You don’t need to read them. They’re long. If you didn’t already gather, they’re about trying to see nature in L.A., specifically the L.A. River.
I am a 2-minute walk from the L.A. River. I am not one of the stereotypical “Angelenos” Price references in her article. I often use the river as a running path. I have not forgotten about it. Although, I am familiar with her experience. The L.A. River is normally defined as everything but a river, from a glorified drain to a giant urban skate-park to an iconic movie set to an open-air sewer. The word “river” sounds too tropical, too indigenous, too rural. If I told an outsider without any context that I lived on a river, they’d imagine a home that couldn’t be further from the concrete truth (pun intended).
Before I read this article, I had a stereotypical definition of nature, one that separates the city from the wild. To me, nature was defined as “natural; not man-made.” This disconnection between civilization and the wild is something I have thought about before. In a previous class, I wrote a paper comparing the novels Sir Arthur Gordon Pym of Nantucket by Edgar Allan Poe and The Life of Pi by Yann Martel, both of which are shipwreck narratives. My conclusion was that humankind is somehow unfit to survive against the overwhelming force of nature. In the wild, we seem to be out of our element, always uncomfortable, always needing some type of airtight shelter sealing us off, always clutching ourselves around our fires and fans and other conditioning units.
I concluded in my paper that, since the dawn of time, humankind has created literal and figurative walls between ourselves and nature, between civilization and the wild. This wall is ever present in modern literature with books like To Build a Fire, Hatchet, and Into the Wild and movies like The Grey and Revenant. The narrative “humans are unfit for the natural world” has been deeply embedded since our first experiences with earthquakes, tornadoes, volcanic eruptions, or simply hungry mountain lions. We are helpless without our conditioning units.
But Jennifer Price offers a different view, one that is a breath of fresh air (pun very much intended). I see now that this divide between city and nature is not only unhelpful, but also detrimental to the idea of environmentalism. Before, I saw nature in Joshua Tree, Yosemite, and Big Bear. Now, I see nature in the chair I’m sitting in, the desk I’m writing on, and the computer I am obsessively glued to everyday. Price emphasizes the importance of understanding and respecting our connection to nature in order to attain sustainability.

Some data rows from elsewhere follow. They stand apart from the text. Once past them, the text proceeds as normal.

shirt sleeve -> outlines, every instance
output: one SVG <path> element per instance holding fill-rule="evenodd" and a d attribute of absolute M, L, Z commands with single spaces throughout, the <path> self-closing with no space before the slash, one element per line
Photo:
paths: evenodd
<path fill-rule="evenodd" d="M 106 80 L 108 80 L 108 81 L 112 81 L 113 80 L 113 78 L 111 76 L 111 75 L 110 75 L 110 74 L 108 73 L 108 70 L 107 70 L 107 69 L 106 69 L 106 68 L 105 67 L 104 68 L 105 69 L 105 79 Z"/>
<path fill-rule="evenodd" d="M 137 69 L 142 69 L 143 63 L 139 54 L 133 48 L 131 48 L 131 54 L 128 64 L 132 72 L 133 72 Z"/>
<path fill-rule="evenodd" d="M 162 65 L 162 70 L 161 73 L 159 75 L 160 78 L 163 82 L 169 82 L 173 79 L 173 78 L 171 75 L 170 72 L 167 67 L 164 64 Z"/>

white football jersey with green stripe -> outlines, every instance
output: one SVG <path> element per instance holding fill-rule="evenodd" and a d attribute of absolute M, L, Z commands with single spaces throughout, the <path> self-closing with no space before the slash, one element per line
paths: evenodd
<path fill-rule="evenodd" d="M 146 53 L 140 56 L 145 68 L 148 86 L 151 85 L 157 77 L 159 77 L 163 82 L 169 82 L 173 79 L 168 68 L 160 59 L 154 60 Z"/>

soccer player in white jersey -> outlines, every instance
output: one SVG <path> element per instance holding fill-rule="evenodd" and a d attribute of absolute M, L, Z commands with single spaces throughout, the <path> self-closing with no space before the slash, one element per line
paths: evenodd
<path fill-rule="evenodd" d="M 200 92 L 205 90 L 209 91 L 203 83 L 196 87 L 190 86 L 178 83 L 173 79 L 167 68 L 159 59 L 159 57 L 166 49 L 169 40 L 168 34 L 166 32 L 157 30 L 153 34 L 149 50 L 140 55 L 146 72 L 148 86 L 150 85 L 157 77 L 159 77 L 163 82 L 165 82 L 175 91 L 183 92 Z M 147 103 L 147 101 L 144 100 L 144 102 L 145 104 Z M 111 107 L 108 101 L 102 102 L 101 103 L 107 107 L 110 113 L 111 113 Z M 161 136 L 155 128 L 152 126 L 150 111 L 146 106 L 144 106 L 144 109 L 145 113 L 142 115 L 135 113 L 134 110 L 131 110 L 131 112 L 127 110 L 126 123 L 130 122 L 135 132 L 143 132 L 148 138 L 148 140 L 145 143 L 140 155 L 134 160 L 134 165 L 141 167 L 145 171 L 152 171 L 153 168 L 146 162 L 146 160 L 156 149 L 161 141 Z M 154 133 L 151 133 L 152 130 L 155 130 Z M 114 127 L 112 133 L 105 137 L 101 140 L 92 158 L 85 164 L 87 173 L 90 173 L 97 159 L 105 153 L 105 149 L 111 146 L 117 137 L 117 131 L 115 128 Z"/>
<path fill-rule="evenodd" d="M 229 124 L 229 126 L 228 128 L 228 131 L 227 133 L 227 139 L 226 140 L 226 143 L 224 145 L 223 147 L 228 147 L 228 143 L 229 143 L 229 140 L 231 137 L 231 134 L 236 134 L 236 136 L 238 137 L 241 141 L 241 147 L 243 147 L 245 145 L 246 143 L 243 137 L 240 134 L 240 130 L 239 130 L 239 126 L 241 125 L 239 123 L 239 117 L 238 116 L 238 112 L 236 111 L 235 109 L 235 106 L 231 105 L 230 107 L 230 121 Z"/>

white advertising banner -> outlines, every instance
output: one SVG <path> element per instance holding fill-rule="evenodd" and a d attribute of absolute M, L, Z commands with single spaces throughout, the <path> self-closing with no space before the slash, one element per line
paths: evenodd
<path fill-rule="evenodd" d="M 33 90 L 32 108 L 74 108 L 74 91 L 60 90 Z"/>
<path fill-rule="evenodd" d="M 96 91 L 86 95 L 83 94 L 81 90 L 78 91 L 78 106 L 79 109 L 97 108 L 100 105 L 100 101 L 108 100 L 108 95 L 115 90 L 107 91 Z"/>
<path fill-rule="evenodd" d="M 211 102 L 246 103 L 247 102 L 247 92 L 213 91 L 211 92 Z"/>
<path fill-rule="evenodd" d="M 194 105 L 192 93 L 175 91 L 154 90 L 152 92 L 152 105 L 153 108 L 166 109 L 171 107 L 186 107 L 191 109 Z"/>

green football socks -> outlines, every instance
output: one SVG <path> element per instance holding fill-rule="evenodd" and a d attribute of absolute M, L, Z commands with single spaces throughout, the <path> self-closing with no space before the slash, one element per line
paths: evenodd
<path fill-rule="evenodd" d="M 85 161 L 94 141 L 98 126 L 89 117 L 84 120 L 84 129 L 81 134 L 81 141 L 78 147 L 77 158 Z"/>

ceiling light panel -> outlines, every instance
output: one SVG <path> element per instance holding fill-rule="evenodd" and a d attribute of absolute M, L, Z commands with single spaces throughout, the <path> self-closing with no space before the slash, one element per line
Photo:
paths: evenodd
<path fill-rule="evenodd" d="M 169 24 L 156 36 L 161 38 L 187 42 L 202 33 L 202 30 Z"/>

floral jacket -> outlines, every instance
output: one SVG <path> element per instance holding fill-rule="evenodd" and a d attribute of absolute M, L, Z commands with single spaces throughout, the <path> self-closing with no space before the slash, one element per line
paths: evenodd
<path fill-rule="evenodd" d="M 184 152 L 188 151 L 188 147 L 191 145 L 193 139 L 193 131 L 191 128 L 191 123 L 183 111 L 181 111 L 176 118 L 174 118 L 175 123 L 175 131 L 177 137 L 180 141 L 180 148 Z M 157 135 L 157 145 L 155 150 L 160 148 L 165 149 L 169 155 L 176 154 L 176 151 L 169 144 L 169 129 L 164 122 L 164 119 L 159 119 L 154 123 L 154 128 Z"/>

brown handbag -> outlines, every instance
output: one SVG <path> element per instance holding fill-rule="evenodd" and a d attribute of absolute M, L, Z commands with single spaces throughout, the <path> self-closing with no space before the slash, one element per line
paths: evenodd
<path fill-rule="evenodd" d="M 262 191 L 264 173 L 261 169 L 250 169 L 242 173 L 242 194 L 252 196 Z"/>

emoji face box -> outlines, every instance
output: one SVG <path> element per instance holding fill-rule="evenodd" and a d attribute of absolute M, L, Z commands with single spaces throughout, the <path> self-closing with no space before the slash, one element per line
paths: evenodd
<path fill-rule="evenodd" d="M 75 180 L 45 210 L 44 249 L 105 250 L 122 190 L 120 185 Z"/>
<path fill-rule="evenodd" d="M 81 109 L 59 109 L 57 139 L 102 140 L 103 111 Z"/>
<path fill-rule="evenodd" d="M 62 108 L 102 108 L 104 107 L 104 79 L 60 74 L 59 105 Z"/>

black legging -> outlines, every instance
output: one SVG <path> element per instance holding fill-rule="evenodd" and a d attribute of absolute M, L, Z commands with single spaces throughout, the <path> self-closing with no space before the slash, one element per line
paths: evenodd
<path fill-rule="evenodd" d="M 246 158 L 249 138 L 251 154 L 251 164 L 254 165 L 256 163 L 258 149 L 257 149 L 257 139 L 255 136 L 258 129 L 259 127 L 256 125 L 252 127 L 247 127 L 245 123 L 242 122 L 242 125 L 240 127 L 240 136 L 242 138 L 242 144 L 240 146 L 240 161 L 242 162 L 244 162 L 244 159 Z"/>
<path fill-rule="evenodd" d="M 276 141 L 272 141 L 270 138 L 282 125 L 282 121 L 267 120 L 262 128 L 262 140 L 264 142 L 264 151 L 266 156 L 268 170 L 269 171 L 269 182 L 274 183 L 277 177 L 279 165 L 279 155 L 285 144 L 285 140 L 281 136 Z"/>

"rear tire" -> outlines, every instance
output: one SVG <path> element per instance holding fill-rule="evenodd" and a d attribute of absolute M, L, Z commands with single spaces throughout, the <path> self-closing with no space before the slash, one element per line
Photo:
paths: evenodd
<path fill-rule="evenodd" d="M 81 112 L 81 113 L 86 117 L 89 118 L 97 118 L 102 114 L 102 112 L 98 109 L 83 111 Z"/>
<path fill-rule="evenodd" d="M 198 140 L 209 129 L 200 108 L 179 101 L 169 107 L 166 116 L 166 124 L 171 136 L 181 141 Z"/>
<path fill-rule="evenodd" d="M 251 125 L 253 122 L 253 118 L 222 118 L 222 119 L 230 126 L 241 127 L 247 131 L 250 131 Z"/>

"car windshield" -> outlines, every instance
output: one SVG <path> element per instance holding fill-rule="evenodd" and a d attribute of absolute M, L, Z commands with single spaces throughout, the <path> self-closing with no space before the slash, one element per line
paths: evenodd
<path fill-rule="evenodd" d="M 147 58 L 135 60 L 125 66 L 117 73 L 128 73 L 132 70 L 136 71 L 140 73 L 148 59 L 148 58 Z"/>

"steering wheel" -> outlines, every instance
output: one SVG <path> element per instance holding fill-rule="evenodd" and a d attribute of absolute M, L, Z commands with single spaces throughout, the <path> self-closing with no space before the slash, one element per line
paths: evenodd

Without that connection, we live out the American nightmare. We replace sustainability with human ignorance and selfishness.
Price explains that L.A. is at the core of modern nature storytelling. She writes, “The history of L.A. storytelling, if more complicated, still basically boils down to a trilogy. Nature blesses L.A. Nature flees L.A. And nature returns armed.”
Nowhere in this story do we see the phrase “Nature is L.A.”
I prefer that story, one where our relationship with nature is less combative and more harmonious.